A maior parte dos
trabalhos publicados na revista resulta de planeamento e de produção. Sempre
que me convidam para falar sobre fotografia na National Geographic, tenho o
cuidado de sublinhar que a espontaneidade é muito mais rara do que os leitores
imaginam. Por regra, antes de captar uma fotografia, o repórter fotográfico já
a imaginou. Já testou outras soluções de composição, iluminação e exposição. Já
fez experiências que correram mal. É raro o momento em que um fotógrafo sai
despreocupadamente para o campo e capta, sem preparação nem reflexão, o momento
certo. Por outras palavras: a espontaneidade custa muito trabalho e não tem
nada que ver com a sorte.
Em Janeiro deste
ano, fiz uma intervenção deste teor no festival de fotografia de Vouzela,
procurando sublinhar a importância das narrativas visuais para a nossa
publicação e a necessidade premente de não repetir conceitos, nem objectos.

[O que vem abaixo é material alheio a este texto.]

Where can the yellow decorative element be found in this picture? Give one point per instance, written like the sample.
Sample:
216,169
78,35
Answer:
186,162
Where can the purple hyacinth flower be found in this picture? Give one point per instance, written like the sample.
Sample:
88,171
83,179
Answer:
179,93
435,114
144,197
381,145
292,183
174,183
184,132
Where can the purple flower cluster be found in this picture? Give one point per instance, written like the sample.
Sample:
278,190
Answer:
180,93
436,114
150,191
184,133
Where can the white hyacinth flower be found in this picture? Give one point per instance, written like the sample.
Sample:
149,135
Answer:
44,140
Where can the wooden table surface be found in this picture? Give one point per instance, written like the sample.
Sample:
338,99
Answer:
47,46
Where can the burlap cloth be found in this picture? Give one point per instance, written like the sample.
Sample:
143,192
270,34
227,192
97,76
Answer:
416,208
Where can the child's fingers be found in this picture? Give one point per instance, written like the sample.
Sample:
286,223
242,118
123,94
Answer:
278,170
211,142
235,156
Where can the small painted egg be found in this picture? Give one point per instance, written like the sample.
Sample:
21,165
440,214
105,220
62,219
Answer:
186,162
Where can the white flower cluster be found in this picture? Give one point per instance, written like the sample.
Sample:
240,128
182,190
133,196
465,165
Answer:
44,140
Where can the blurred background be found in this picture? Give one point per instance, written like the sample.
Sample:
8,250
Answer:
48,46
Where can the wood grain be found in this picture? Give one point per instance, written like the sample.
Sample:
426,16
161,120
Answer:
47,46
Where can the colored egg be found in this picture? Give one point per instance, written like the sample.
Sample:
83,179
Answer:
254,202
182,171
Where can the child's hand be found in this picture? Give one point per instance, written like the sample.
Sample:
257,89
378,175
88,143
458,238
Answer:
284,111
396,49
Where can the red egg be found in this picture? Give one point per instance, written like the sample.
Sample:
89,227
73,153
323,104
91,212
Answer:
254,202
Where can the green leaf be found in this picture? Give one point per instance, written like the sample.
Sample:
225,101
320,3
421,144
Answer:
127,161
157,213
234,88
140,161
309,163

Tinha então em mente um trabalho em curso que o fotógrafo Steve Winter levava a
cabo com os pumas da América do Norte. Motivado para fotografá-los em contexto
semi-urbano, Steve dedicou mais de um ano a esta reportagem e a fotografia mais
emblemática (um puma caminhando em frente do lendário cartaz de Hollywood, em
Los Angeles) demorou quatro meses a executar. Não houve nada de acidental na proeza!
Ora, em Vouzela,
assisti a várias apresentações. Uma delas, do jovem fotógrafo Ricardo Lourenço,
representava o Alentejo selvagem, tal como a região se apresenta a este
repórter de Portalegre. Entre várias fotografias memoráveis, fiquei com esta debaixo
de olho: um lacrau fluorescente. Não sabia nada sobre o tema, nem imaginava se
o Ricardo teria procurado documentação sobre o fenómeno ou se a imagem
resultava da tal espontaneidade que eu não me canso de dizer que é inexistente.
Foi uma das poucas
ocasiões em que uma página da National Geographic nasceu a partir de uma
fotografia e não de uma ideia original, susceptível de desenvolvimento
posterior e de materialização em imagem. Ao talento do Ricardo, juntou-se o
conhecimento do biólogo Pedro Sousa, investigador do CIBIO, que contextualizou
o fenómeno, forneceu informação científica recente, desconstruiu algumas ideias
feitas que eu tinha sobre a função deste dispositivo e permitiu que o texto
fosse o mais rigoroso possível, dentro dos constrangimentos de espaço que as
secções iniciais impõem.
Eis portanto como
um inofensivo lacrau terminou nas páginas da edição portuguesa da National
Geographic. Com o talento do Ricardo e a sabedoria do Pedro.